Edfors' sensational 63 boosts Ryder charge

Click to follow
The Independent Online

Sweden's Johan Edfors fired a sensational eight-under-par final round of 63 here at the Scottish Open yesterday to finish 13-under-par, bag the £400,000 winner's cheque and propel himself to the fringes of the Ryder Cup team. But for a solitary bogey on the 17th - which came after nine birdies, including six on the way out - he would have equalled Retief Goosen's course record of 62.

The 30-year-old from Varberg has now won three of his last 10 events, making him the first man on the European Tour this season to win that many times. He took the British Masters in May to add to his first Tour title, the TCL Classic in China in March.

The manner of his win was as stylish as his entourage, which included his own gourmet chef from Gothenburg. He started yesterday in a share of 24th place, six strokes behind the overnight leaders, Darren Clarke and Thomas Bjorn. He was back in the clubhouse - and then out practising for a potential play-off - more than two hours before Clarke and Bjorn finished with one-over rounds of 72.

The final pair, close friends who mirrored each other's topsy-turvy afternoons, both bogeyed the last hole to finish on 10-under for a share of fifth place. In a traumatic season for Clarke - one in which his sport has naturally come second to the battle of his wife, Heather, with breast cancer, and his last-day jitters have got the better of him several times - it was another case of "tell me why I don't like Sundays".

For the first three holes, it seemed he might have overcome the aversion. He birdied holes two and three to go 13-under but five bogeys - two on the way out and three on the way back - ended his chances.

With Bjorn and Clarke both dropping a shot each at the last, England's Luke Donald, South Africa's Charl Schwartzel and Argentina's Andres Romero shared second on 11-under.

Donald compiled a confidence-boosting 66 ahead of the Open at Hoylake. "I continue to get better every year and my expectations are up as well," he said of the task ahead. "The ambition is there and I want to win it.
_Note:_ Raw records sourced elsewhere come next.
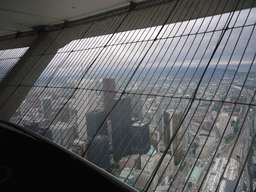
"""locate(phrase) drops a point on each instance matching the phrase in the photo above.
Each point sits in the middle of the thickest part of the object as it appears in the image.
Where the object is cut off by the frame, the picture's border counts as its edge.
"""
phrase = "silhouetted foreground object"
(29, 160)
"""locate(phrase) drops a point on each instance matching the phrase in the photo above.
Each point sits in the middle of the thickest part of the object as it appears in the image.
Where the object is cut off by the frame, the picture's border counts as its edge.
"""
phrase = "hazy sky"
(189, 42)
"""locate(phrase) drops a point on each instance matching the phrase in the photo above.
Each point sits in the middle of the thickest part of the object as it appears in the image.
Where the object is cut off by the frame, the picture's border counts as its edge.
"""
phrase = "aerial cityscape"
(127, 133)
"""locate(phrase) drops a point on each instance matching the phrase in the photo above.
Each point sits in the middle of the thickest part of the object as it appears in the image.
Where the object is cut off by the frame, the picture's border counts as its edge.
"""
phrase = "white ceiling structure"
(22, 15)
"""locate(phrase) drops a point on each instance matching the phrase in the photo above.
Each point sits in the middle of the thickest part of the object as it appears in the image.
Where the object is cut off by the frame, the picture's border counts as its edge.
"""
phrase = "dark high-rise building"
(137, 107)
(171, 124)
(47, 107)
(95, 123)
(140, 140)
(121, 123)
(109, 89)
(98, 151)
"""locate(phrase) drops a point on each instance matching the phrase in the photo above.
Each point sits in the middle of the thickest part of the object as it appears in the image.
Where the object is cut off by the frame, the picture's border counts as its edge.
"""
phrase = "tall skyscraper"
(171, 125)
(140, 140)
(95, 123)
(47, 107)
(109, 89)
(121, 123)
(98, 152)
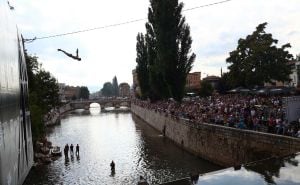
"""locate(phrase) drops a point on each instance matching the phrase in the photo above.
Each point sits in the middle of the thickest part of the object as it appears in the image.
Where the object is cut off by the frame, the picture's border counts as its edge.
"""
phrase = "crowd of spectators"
(259, 113)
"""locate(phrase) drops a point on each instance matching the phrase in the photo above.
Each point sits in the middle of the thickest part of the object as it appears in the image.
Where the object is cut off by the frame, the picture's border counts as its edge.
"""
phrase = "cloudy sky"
(111, 51)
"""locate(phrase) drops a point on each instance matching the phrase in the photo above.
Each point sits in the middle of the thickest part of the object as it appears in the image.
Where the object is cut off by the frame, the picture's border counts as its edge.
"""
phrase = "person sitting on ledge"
(70, 55)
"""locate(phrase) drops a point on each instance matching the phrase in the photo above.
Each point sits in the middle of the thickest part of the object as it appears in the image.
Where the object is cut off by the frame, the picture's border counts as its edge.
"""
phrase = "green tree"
(115, 86)
(257, 60)
(225, 83)
(43, 94)
(84, 92)
(107, 89)
(206, 89)
(168, 44)
(142, 68)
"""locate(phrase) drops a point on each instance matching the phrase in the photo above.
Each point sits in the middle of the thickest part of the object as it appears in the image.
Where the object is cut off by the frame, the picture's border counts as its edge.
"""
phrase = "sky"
(111, 51)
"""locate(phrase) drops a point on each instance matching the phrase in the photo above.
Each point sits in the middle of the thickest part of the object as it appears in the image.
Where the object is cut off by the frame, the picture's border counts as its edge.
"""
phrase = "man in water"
(142, 181)
(77, 149)
(71, 149)
(112, 167)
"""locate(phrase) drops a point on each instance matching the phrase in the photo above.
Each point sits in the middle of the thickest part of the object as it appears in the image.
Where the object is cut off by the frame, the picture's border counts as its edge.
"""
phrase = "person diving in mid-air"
(70, 55)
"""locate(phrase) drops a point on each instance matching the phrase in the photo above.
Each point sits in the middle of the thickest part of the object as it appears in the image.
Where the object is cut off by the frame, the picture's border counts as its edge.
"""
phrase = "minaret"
(221, 72)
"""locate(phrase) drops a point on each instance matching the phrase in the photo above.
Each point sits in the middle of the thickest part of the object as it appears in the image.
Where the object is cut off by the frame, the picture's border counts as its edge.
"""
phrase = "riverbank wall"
(221, 145)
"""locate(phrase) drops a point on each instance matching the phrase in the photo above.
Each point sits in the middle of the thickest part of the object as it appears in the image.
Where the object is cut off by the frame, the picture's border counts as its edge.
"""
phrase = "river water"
(135, 147)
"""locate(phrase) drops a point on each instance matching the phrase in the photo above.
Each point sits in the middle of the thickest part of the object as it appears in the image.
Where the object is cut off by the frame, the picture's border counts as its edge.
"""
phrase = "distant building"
(135, 84)
(124, 90)
(95, 95)
(294, 77)
(71, 92)
(193, 81)
(213, 80)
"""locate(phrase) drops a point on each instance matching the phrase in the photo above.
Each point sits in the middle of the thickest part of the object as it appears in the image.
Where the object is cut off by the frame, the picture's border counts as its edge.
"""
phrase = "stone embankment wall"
(219, 144)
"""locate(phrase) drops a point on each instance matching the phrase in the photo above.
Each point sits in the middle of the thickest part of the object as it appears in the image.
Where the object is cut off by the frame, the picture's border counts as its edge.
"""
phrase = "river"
(135, 147)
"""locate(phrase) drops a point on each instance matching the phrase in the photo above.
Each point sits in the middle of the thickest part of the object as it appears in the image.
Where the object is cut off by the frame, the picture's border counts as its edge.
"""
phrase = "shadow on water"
(136, 148)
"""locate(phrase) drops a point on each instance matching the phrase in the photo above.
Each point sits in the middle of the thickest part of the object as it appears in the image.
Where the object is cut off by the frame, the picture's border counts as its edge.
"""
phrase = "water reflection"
(135, 147)
(277, 171)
It's about time we had a European winner."

Schwartzel hit a 67, while Romero's 69 was sufficient to earn him the last place at Hoylake as the best-placed non-exempt player here. "It's a dream come true," Romero said.

As things stand this morning, yesterday's success puts Edfors in 11th place in the list for the 10 automatic slots in September's Ryder Cup team.
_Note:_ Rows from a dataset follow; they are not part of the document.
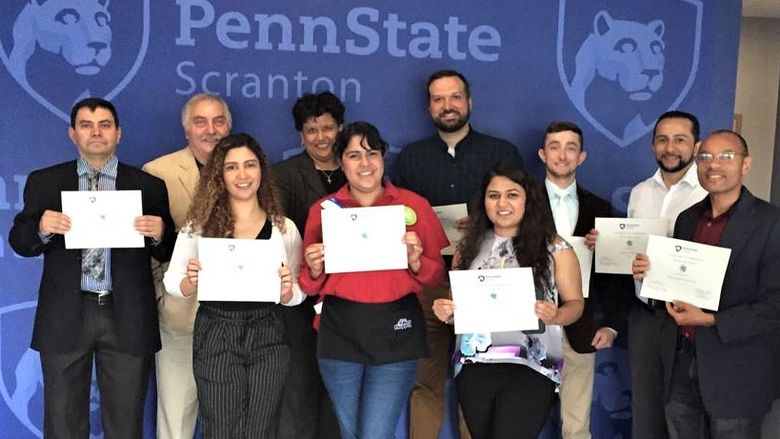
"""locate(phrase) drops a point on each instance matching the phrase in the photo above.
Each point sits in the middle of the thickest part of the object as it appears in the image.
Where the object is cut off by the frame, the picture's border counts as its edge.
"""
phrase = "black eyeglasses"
(724, 156)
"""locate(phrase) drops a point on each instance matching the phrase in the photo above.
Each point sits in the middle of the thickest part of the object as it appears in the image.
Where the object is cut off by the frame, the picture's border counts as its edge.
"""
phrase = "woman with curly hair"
(240, 356)
(502, 395)
(371, 330)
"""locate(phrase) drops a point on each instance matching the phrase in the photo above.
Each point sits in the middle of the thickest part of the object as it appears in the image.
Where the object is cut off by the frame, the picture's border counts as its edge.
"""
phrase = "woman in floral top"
(506, 380)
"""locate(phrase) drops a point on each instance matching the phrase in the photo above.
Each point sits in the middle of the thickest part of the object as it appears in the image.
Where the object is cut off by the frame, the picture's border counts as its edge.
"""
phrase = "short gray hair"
(201, 97)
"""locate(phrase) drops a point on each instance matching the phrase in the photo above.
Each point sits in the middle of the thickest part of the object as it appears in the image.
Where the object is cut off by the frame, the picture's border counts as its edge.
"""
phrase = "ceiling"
(761, 8)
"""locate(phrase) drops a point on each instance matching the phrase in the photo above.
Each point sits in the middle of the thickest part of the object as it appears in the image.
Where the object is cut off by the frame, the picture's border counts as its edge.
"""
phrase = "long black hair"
(535, 232)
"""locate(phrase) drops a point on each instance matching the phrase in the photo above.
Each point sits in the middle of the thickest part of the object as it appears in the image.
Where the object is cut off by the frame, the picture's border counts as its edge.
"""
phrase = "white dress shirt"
(652, 199)
(564, 206)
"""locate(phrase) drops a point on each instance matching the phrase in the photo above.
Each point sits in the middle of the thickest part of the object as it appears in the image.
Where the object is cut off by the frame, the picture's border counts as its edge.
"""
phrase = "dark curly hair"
(535, 232)
(361, 129)
(210, 211)
(315, 105)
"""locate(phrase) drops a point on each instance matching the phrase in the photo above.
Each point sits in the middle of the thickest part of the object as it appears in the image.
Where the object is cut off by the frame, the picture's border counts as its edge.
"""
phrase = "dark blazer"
(737, 358)
(58, 316)
(300, 186)
(607, 292)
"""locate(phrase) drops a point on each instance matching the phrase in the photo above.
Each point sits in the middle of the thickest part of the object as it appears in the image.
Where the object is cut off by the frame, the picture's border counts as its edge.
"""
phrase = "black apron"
(372, 333)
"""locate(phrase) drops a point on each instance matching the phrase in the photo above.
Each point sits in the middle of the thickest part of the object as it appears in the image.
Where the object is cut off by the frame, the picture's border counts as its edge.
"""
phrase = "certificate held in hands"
(364, 239)
(239, 270)
(620, 239)
(585, 259)
(102, 219)
(685, 270)
(494, 300)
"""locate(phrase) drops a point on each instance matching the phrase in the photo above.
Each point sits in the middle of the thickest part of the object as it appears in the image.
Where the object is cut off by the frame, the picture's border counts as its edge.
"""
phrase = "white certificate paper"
(494, 300)
(620, 239)
(239, 270)
(364, 239)
(102, 219)
(585, 258)
(448, 216)
(684, 270)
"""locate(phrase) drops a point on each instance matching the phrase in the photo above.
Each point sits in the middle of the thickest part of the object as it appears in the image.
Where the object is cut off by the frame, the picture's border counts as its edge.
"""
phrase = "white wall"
(758, 78)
"It would be an honour to represent Europe," he said. "I've been dreaming of that since I was a little kid. I haven't really been close before so, if it happens, it happens."

Of more immediate concern is the Open. "I was there last Monday and played a practice round, and I'm really looking forward to my first Open," he said. "It's going to be a completely different type of golf down there. It will come down to putting. If it's windy, it's going to be very, very tough. [But] I'm really happy with the way I've been playing. When my putting is on, I'm tough to beat."

Asked whether he could be tempted to invest any of his £400,000 on a wager on himself at Hoylake at the updated [and trimmed] odds of 100-1, he said: "Why not?"

If there was a blot on Edfors' tournament here, it was Saturday's third round, a three-over 74. He laughed that off as "rubbish" yesterday, attributing it to an unlucky choice of dinner on Friday. He had fish. There was nothing wrong with it but, after returning to meat on Saturday night, his beefed-up showing yesterday spoke for itself.

Edfors joked that he will now consider taking the chef - the top man at a Michelin-starred restaurant back home - with him wherever he goes.

The cook in question was actually only here because Edfors and his girlfriend, Cecilia, hired him as a present for someone else.

Edfors' father, Bengt, and brother-in-law, Nicklas, have respectively been celebrating their 60th and 40th birthdays with a week by the bonnie banks.

Their relative's success rated as an unqualified bonus.